Exhibit 107
Calculation of Filing Fee Tables
FORM S-4
(Form Type)
BURTECH ACQUISITION CORP.
(Exact Name of Registrant as Specified in its Charter)
Table 1: Newly Registered Securities
| | | | | | | |
Security Type | Security Class Title | Fee Calculation or Carry Forward Rule | Amount Registered(1)(2) | Proposed Maximum Offering Price Per Unit | Maximum Aggregate Offering Price | Fee Rate | Amount of Registration Fee |
Equity | Class A common stock, par value $0.0001 per share | 457(f)(2) | 114,518,349(3) | N/A | $381.73(4) | 0.00014760 | $0.06 |
Total Offering Amounts | | $381.73 | | $0.06 |
Total Fees Previously Paid | | | | |
Total Fee Offsets | | | | - |
Net Fee Due | | | | $0.06 |
(1) All securities being registered represents the estimated number of shares of Class A Common Stock to be issued by BurTech Acquisition Corp., a Delaware corporation (“BurTech”), in connection with the proposed business combination pursuant to that certain Agreement and Plan of Merger by and among BurTech, BurTech Merger Sub Inc., a Delaware corporation and a direct wholly owned subsidiary of BurTech, Blaize, Inc., a Delaware corporation (“Blaize”) and, solely for the limited purposes set forth therein, Burkhan Capital LLC, a Delaware limited liability company (“Burkhan”) (as amended from time to time, the “Merger Agreement”) (the “Business Combination”). In connection with the Business Combination, (a) BurTech will change its name to “Blaize Holdings, Inc.” (“New Blaize”); (b) each share of Blaize common stock, par value $0.00001 per share (the “Blaize Common Stock”) issued and outstanding immediately prior to the effective time (but excluding any (x) shares of Blaize Common Stock subject to Blaize RSUs and Blaize Option, (y) shares of Blaize Common Stock held by Blaize as treasury stock, and (z) shares the holders of which perfect rights of appraisal under Delaware law) will be cancelled and converted into the right to receive a number of shares of BurTech Class A Common Stock (rounded up to the nearest whole share) equal to the quotient obtained by dividing (i) the Company Base Merger Consideration, by (ii) the Aggregate Company Shares (as defined in the Merger Agreement); (c) each Blaize Option that is outstanding and unexercised immediately prior to the Effective Time shall automatically be converted into an option to purchase shares of Common Stock of New Blaize (“New Blaize Common Stock”) as set forth in the Merger Agreement; and (d) each award of Blaize RSUs that is outstanding and unsettled immediately prior to the Effective Time shall automatically be converted into an award of restricted stock units relating to shares of New Blaize Common Stock as set forth in the Merger Agreement.

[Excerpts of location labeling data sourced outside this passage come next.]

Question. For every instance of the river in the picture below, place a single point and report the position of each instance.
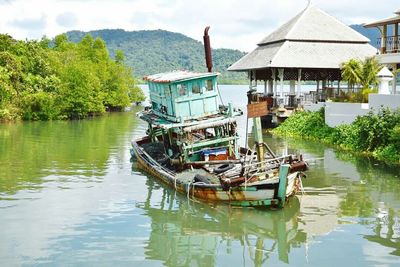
(69, 196)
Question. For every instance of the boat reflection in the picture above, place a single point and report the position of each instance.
(184, 232)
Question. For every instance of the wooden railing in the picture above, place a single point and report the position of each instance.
(389, 44)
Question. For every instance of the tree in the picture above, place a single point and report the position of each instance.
(351, 72)
(369, 72)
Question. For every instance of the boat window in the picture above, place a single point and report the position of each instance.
(181, 89)
(196, 88)
(209, 85)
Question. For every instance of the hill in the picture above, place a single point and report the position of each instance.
(154, 51)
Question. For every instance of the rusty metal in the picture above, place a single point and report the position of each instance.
(235, 195)
(257, 110)
(207, 49)
(298, 166)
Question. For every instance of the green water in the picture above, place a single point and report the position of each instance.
(69, 196)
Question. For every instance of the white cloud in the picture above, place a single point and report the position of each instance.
(67, 19)
(234, 23)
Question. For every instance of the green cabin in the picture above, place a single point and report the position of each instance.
(181, 95)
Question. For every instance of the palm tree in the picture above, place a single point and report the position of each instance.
(370, 68)
(351, 72)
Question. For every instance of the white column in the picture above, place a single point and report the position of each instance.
(281, 81)
(292, 87)
(298, 83)
(394, 79)
(271, 87)
(275, 84)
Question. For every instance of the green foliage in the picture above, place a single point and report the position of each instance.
(66, 80)
(377, 134)
(305, 124)
(362, 74)
(149, 52)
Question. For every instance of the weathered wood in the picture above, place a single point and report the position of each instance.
(257, 109)
(215, 162)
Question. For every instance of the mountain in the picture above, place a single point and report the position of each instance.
(155, 51)
(371, 33)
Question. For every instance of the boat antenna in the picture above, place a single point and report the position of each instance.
(207, 49)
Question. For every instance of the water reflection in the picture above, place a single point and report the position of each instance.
(187, 233)
(32, 153)
(350, 207)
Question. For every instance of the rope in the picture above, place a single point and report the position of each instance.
(220, 97)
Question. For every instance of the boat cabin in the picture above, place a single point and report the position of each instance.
(186, 120)
(181, 95)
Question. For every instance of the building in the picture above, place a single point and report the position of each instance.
(389, 43)
(309, 47)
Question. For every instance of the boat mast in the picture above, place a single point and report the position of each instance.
(255, 110)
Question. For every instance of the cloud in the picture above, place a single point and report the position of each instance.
(30, 23)
(3, 2)
(67, 19)
(234, 23)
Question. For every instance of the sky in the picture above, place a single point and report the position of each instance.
(236, 24)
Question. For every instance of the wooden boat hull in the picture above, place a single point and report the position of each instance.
(266, 194)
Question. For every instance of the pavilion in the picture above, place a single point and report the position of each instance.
(389, 43)
(309, 47)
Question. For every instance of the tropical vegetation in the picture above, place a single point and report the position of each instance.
(360, 75)
(156, 51)
(44, 80)
(375, 134)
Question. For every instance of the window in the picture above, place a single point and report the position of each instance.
(196, 88)
(209, 85)
(181, 89)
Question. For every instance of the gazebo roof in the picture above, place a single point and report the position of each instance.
(312, 39)
(391, 20)
(313, 24)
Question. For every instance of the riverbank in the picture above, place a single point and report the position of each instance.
(375, 135)
(59, 79)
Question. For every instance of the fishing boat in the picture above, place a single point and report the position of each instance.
(191, 144)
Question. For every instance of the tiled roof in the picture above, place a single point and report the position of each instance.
(313, 24)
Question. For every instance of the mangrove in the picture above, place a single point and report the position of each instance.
(58, 79)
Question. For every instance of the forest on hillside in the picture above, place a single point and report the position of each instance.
(45, 80)
(150, 52)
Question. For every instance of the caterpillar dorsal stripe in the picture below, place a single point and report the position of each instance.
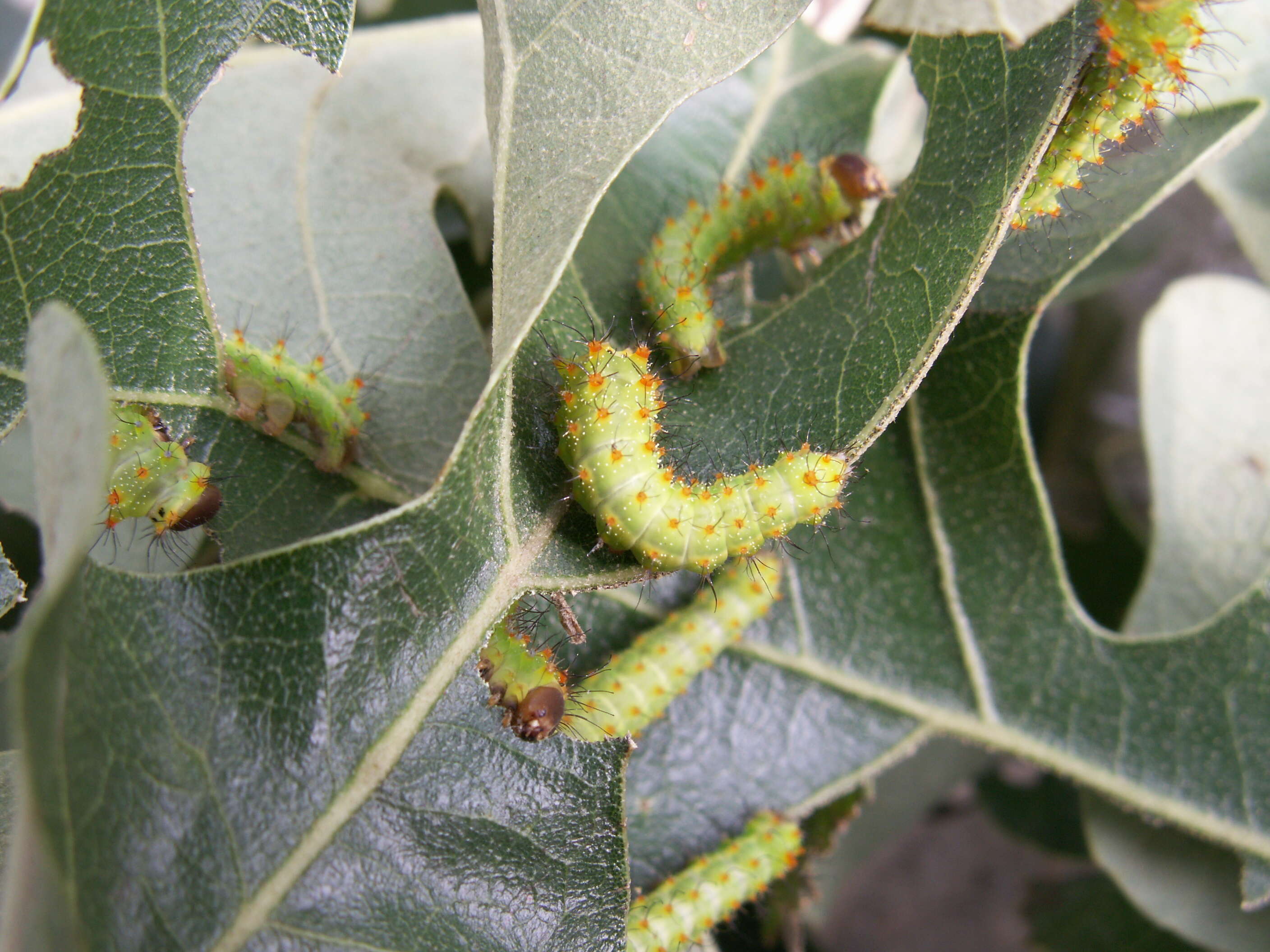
(1145, 46)
(290, 391)
(607, 426)
(787, 205)
(686, 907)
(637, 685)
(150, 476)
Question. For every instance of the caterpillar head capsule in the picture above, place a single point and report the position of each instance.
(539, 714)
(859, 178)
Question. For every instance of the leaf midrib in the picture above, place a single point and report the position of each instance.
(383, 755)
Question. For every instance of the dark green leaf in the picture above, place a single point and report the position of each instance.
(1091, 915)
(105, 225)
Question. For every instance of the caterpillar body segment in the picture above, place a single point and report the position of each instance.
(287, 391)
(788, 203)
(607, 424)
(150, 476)
(686, 907)
(637, 685)
(1143, 52)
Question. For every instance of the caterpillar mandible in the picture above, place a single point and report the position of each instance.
(686, 907)
(607, 426)
(1145, 46)
(150, 476)
(637, 685)
(789, 203)
(289, 391)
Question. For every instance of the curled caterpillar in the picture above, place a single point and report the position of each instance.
(152, 476)
(637, 685)
(1145, 46)
(607, 426)
(290, 391)
(789, 203)
(686, 907)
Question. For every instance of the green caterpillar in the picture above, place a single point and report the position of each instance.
(638, 685)
(793, 202)
(290, 391)
(524, 681)
(607, 426)
(153, 478)
(686, 907)
(1145, 47)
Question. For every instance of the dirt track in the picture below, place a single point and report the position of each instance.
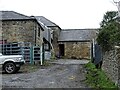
(63, 74)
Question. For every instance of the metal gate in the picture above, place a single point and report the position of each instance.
(97, 54)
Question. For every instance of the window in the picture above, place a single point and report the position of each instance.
(38, 31)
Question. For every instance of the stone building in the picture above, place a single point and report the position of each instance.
(17, 27)
(76, 43)
(54, 30)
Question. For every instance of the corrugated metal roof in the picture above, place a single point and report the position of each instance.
(77, 34)
(11, 15)
(45, 21)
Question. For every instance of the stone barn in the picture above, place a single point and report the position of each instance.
(55, 31)
(76, 43)
(17, 27)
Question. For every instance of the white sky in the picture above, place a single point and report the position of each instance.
(68, 14)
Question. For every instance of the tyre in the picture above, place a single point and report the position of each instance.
(10, 68)
(17, 69)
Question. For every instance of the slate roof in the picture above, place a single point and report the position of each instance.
(11, 15)
(45, 21)
(77, 35)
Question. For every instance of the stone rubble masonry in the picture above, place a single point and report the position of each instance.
(77, 50)
(21, 31)
(111, 64)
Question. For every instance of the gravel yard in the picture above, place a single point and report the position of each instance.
(63, 74)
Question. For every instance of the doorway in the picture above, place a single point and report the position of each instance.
(61, 49)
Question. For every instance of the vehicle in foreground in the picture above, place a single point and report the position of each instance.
(11, 63)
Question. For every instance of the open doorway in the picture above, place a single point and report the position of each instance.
(61, 49)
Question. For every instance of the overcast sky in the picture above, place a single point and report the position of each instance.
(68, 14)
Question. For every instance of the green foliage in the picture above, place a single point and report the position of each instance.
(96, 78)
(108, 17)
(109, 34)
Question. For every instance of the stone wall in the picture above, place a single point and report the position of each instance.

(2) Pursuant to Rule 416(a), there are also being registered an indeterminable number of additional securities as may be issued to prevent dilution resulting from share subdivisions, share dividends or similar transactions.
(3) Represents (i) 83,700,000 shares of Class A Common Stock to be issued to the equityholders of Blaize in connection with the Business Combination equal to (a) the quotient (such quotient, the “Company Base Merger Consideration”) obtained by dividing (A) the sum of (x) the Base Purchase Price of $767,000,000, plus (y) $70,000,000, by (B) $10.00, and (ii) 5,642,836 shares of Class A Common Stock issuable to Burkan and/or its Affiliates and/or nominees in connection with the Business Combination, in exchange for the shares of Blaize Common Stock issuable upon the conversion or exercise of the Burkhan Instruments (as defined in the Merger Agreement), and (iii) 25,175,513 shares of Class A Common Stock issuable in connection with the Business Combination, in exchange for the shares of Blaize Common Stock issuable upon the conversion or exercise of convertible notes and warrants to purchase shares of Blaize Common Stock issued by Blaize on or after April 22, 2024.
(4) Calculated in accordance with Rule 457(f)(2) under the Securities Act. Blaize is a private company, no market exists for its securities, and it has an accumulated capital deficit. Therefore, the proposed maximum aggregate offering price is one-third of the aggregate par value of Blaize’s securities expected to be exchanged in connection with the Business Combination described herein, including the Blaize securities issuable upon the exercise and/or settlement of convertible notes, options and warrants.